United Bank for Africa has launched a comprehensive diaspora banking and investment platform designed to redirect Africa’s $100 billion annual remittance flows away from household consumption and into structured, long-term financial products. Unveiled at UBA’s global headquarters in Lagos on February 15 under the theme “Beyond Banking: Powering the Global African Lifestyle,” the platform integrates banking, payments, investments, insurance, pensions, and real estate solutions into a single digital ecosystem. It was built in partnership with United Capital, Africa Prudential, UBA Pensions, Afriland Properties, Heirs Insurance Group, and Avon Healthcare Limited, and is accessible to Africans living across Europe, North America, the Middle East, and beyond.
Key points
- UBA launched a diaspora banking and investment platform on February 15, 2026, in Lagos
- The platform targets Africa’s $100 billion annual remittance flows, aiming to redirect a portion into structured investment
- Products include banking, payments, savings, investments, securities, insurance, pensions, and real estate
- Partners include United Capital, Africa Prudential, UBA Pensions, Afriland Properties, Heirs Insurance Group, and Avon Healthcare Limited
- UBA operates in approximately 20 African countries with offices in London, Paris, New York, and Dubai
- Remittances to Africa now exceed $100 billion annually, surpassing FDI as a source of foreign capital in many markets
- Nigeria and Morocco are among the top 15 global remittance recipients, at $19.8 billion and $12 billion respectively
The platform represents a conceptual shift in how Africa’s financial institutions are approaching the diaspora. For decades, the relationship has been transactional: money sent home to cover household costs. UBA’s initiative repositions diaspora Africans as long-term investors and wealth builders rather than remitters, offering them access to asset management, pension schemes, insurance products, and property investment in a single regulated environment. If the platform succeeds in capturing even a small fraction of the $100 billion annual flow for structured investment products, the impact on Africa’s domestic capital markets could be considerable.

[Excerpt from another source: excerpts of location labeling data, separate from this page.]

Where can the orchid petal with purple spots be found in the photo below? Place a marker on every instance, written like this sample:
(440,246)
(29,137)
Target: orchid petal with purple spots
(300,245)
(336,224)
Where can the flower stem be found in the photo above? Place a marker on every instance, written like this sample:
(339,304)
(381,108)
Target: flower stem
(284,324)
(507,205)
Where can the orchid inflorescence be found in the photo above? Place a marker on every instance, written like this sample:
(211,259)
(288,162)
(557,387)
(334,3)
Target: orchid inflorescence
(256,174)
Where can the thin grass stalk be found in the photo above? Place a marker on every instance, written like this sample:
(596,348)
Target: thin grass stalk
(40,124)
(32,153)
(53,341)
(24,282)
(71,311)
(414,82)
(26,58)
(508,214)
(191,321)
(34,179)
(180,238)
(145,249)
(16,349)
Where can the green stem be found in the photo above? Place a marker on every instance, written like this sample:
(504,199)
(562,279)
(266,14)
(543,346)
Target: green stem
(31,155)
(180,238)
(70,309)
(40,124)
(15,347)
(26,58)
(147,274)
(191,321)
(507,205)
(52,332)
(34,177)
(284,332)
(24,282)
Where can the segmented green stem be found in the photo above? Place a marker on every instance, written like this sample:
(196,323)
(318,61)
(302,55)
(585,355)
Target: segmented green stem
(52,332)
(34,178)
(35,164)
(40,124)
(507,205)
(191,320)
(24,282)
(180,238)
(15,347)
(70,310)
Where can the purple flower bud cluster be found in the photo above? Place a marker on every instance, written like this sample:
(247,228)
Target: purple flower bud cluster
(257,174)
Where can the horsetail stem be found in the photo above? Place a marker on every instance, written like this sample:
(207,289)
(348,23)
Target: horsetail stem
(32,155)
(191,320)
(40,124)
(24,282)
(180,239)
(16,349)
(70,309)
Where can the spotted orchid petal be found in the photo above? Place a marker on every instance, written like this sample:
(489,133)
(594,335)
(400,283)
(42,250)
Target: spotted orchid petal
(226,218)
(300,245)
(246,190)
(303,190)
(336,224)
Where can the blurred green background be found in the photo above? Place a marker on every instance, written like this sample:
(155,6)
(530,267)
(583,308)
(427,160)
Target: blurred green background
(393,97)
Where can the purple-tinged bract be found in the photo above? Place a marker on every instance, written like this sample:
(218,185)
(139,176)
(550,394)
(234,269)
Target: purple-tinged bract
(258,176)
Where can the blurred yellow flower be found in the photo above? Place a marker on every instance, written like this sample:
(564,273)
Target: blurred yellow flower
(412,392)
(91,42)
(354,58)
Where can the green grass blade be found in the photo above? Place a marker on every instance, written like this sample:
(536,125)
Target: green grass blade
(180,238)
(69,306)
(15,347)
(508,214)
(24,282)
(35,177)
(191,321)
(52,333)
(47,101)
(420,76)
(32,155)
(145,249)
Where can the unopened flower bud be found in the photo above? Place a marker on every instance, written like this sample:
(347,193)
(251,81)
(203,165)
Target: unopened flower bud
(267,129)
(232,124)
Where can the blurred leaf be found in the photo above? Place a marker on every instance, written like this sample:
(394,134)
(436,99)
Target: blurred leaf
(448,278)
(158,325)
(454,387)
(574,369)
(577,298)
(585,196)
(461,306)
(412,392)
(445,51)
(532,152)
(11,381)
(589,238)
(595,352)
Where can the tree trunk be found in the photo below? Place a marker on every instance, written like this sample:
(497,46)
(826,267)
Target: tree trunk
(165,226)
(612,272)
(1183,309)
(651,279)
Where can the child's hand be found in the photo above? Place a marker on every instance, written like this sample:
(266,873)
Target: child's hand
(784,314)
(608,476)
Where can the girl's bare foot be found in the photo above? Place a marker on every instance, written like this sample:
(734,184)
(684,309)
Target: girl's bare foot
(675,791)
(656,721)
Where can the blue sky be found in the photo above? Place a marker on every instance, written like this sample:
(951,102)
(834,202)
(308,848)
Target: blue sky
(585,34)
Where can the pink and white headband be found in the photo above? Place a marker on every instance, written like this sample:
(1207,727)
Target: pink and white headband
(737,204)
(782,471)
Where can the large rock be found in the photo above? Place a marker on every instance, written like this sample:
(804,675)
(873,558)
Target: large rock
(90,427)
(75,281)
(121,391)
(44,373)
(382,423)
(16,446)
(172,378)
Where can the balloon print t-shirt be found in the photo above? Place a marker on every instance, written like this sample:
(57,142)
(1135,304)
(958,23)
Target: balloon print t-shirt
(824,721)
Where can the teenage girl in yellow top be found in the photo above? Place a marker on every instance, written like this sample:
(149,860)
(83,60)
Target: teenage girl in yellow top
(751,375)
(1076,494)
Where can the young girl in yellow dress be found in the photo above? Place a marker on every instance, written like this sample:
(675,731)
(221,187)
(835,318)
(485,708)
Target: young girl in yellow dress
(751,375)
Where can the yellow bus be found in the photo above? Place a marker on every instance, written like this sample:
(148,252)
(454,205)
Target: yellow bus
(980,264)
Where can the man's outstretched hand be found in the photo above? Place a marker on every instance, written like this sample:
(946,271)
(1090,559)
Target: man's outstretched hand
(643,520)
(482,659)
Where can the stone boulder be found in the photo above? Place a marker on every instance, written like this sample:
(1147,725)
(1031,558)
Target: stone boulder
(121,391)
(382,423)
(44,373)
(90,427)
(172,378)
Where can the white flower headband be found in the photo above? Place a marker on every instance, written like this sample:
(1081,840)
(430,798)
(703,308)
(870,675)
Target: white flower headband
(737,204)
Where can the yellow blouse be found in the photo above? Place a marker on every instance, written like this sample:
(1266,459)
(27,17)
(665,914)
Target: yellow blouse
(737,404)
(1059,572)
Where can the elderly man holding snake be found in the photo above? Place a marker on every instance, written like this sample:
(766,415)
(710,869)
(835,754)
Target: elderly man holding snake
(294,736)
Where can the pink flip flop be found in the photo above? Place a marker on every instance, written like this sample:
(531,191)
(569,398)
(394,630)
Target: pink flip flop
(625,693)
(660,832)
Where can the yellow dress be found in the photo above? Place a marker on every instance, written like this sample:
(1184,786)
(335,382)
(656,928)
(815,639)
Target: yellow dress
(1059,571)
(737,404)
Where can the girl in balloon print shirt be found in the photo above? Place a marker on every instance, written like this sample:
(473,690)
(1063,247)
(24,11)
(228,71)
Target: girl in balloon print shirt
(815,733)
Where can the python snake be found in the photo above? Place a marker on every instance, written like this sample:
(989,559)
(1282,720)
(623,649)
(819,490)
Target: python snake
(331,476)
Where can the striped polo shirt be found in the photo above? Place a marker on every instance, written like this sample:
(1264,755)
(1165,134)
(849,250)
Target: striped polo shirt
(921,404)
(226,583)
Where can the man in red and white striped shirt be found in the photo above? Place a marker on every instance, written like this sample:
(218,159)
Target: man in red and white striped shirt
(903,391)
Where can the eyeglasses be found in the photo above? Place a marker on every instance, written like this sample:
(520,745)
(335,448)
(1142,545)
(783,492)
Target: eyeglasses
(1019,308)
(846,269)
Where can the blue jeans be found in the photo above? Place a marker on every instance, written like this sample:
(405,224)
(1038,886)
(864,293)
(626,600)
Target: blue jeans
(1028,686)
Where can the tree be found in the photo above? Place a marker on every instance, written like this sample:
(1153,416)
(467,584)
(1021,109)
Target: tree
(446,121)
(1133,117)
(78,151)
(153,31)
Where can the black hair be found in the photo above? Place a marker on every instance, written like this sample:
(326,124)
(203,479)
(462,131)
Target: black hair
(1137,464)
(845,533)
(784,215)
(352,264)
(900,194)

Why it matters: Diaspora remittances are already one of the most resilient and consistent sources of capital flowing into Africa. Converting even a portion of that flow from consumption to investment, through transparent, regulated, and accessible financial products, could deepen African capital markets and finance productive sectors in a way that foreign aid and traditional FDI have struggled to achieve at scale.